Взгляд скользнул чуть в сторону и, словно прикованный, остановился на небольшом тонком кинжале — последнем подарке ее бывшего владыки. Еле пробивающееся солнце величественно блестело на кромке лезвия, будто преклоняясь перед статью и могуществом его хозяина. Тауриэль до сих пор, казалось, слышала холодный звон, с каким кинжал упал на каменный пол.

«Прошу Вас, избавьте меня от нее… Пожалуйста…» — такова была просьба дочери леса, и Трандуил не смог отказать. Однако и выполнить ее также было не в его власти: окончательно потерять единственного сына навсегда — на это он не мог пойти. Вытащив из-за пояса маленький короткий клинок, Трандуил бросил его ей, подарив то самое лекарство, о котором молила Тауриэль.

Шелест его мантии давно растворился в шипении зимнего ветра, но девушка все так же зачарованно смотрела на блестевшее оружие, до сих пор не решаясь воспользоваться им. Вместо этого она все крепче прижимала к груди остывающую руку юного гнома. Отпускать не хотелось, потому что, сделай она это, и вся жестокая правда вновь обрушится непереносимой тяжестью потери. Потери любимого.

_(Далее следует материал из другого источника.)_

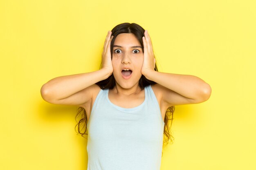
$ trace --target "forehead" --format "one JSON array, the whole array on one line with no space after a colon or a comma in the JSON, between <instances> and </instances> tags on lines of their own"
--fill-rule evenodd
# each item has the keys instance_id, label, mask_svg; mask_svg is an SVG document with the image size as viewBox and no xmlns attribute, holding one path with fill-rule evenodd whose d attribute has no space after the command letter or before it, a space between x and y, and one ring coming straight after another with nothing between
<instances>
[{"instance_id":1,"label":"forehead","mask_svg":"<svg viewBox=\"0 0 256 170\"><path fill-rule=\"evenodd\" d=\"M140 45L139 40L132 33L122 33L117 35L114 45L124 46Z\"/></svg>"}]
</instances>

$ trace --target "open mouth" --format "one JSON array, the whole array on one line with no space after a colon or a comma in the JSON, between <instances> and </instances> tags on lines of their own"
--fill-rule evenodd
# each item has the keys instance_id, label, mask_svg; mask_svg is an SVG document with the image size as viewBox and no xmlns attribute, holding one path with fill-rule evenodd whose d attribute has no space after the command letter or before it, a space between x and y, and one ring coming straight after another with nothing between
<instances>
[{"instance_id":1,"label":"open mouth","mask_svg":"<svg viewBox=\"0 0 256 170\"><path fill-rule=\"evenodd\" d=\"M128 77L132 74L132 71L128 69L124 69L122 70L122 75L123 75L124 76Z\"/></svg>"}]
</instances>

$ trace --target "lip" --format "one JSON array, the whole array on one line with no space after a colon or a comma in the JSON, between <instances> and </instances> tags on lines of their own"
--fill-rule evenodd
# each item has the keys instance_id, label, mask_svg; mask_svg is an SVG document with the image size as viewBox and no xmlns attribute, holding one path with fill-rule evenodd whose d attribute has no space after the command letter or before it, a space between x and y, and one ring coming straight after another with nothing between
<instances>
[{"instance_id":1,"label":"lip","mask_svg":"<svg viewBox=\"0 0 256 170\"><path fill-rule=\"evenodd\" d=\"M124 75L123 75L123 74L122 74L122 71L123 70L124 70L124 69L129 69L130 70L131 70L132 71L132 73L129 76L125 76ZM130 78L131 77L132 77L132 73L133 73L133 71L129 67L124 67L124 68L122 68L122 69L121 69L121 75L122 75L122 77L123 77L123 78L124 79L129 79L129 78Z\"/></svg>"},{"instance_id":2,"label":"lip","mask_svg":"<svg viewBox=\"0 0 256 170\"><path fill-rule=\"evenodd\" d=\"M121 73L121 75L122 75L122 77L123 77L123 78L125 79L128 79L130 78L131 77L132 77L132 73L129 76L125 76L124 75L123 75L123 74L122 74Z\"/></svg>"}]
</instances>

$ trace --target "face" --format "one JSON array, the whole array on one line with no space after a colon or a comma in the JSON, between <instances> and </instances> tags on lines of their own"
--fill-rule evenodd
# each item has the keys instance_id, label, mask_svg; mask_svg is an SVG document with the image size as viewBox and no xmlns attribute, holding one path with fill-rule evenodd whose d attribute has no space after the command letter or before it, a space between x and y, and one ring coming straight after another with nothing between
<instances>
[{"instance_id":1,"label":"face","mask_svg":"<svg viewBox=\"0 0 256 170\"><path fill-rule=\"evenodd\" d=\"M119 34L114 42L112 64L117 85L124 88L139 85L143 63L142 48L134 34Z\"/></svg>"}]
</instances>

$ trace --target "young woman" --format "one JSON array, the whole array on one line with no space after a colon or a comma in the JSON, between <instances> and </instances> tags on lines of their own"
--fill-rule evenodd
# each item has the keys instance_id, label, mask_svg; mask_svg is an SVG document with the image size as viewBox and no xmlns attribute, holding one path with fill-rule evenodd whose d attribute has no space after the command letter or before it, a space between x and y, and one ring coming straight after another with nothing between
<instances>
[{"instance_id":1,"label":"young woman","mask_svg":"<svg viewBox=\"0 0 256 170\"><path fill-rule=\"evenodd\" d=\"M56 77L41 89L46 101L84 111L79 131L85 123L90 170L159 170L163 134L171 136L167 111L205 101L211 91L197 77L157 71L148 31L128 23L108 31L100 70Z\"/></svg>"}]
</instances>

Вдруг откуда-то из коридоров донеслись короткие шаги. Так мог ступать явно не бессмертный и не человек — так ходят только гномы. Через несколько секунд из разрушенного проема вышли Балин и Нори. Они тревожно озирались и, похоже, кого-то искали. Увидев тело Кили и сидящую рядом рыжую эльфийку, оба удивились, но потом быстро подбежали к товарищу. Балин опустился на одно колено, протянул было руку к лицу Кили, но одернул, печально взглянув на Тауриэль.

— Я хочу его похоронить… — хриплым голосом проговорила она, еще сильнее прижимая к груди руку в перчатке.

— Кто ты? — медленно протянул старый гном.

— Это не важно… Я просто хочу отдать его земле… как это полагается…

— Кили принадлежит нашему народу, — Балин грустно покачал головой, оглядываясь на притихшего позади Нори, — и мы сами предадим его земле. Его и всех наших павших братьев.

— Прошу вас… — новые горькие слезы побежали по щекам, пока Тауриэль пыталась вымолить хотя бы такую милость. — Я…

— Так нельзя, прости… Нори, помоги мне унести его отсюда.

Оба гнома приблизились вплотную к телу Кили. Тауриэль дернулась было вперед, словно желая удержать его, не отпускать, но настойчивость его сородичей сделала свое дело. Девушка с трудом расцепила пальцы, почти что ломая их, выпуская кожу перчатки. Все еще не веря, что ее любимого забирают у нее, она поднялась на ноги, словно в забытье неловко пятясь назад.

— Ну же, давай — перехвати его под спину…

Давясь комом подступающих рыданий и хватаясь за ледяные камни, чтобы не упасть на подгибающихся ногах, Тауриэль медленно вышла в пустынный коридор. За спиной все еще звучали негромкие голоса двух гномов, но вскоре и их заглушил неживой свист сквозняков. Куда она шла — дочь леса уже не ведала. Ведомая лишь мукой утраты, она жаждала забыться. Скоро, через каких-то пару лет, ее сердце станет таким же пустым и холодным, как и замерзшие развалины вокруг, но сейчас же оно еще пылало, разрываясь на части и содрогаясь от боли. Вперед, только бы уйти, лишь бы забыть…

А где-то позади, неслышимое для ее острых ушей, по небольшой площадке прокатилось несмелое: «Постой… Сердце, кажется, еще бьется…».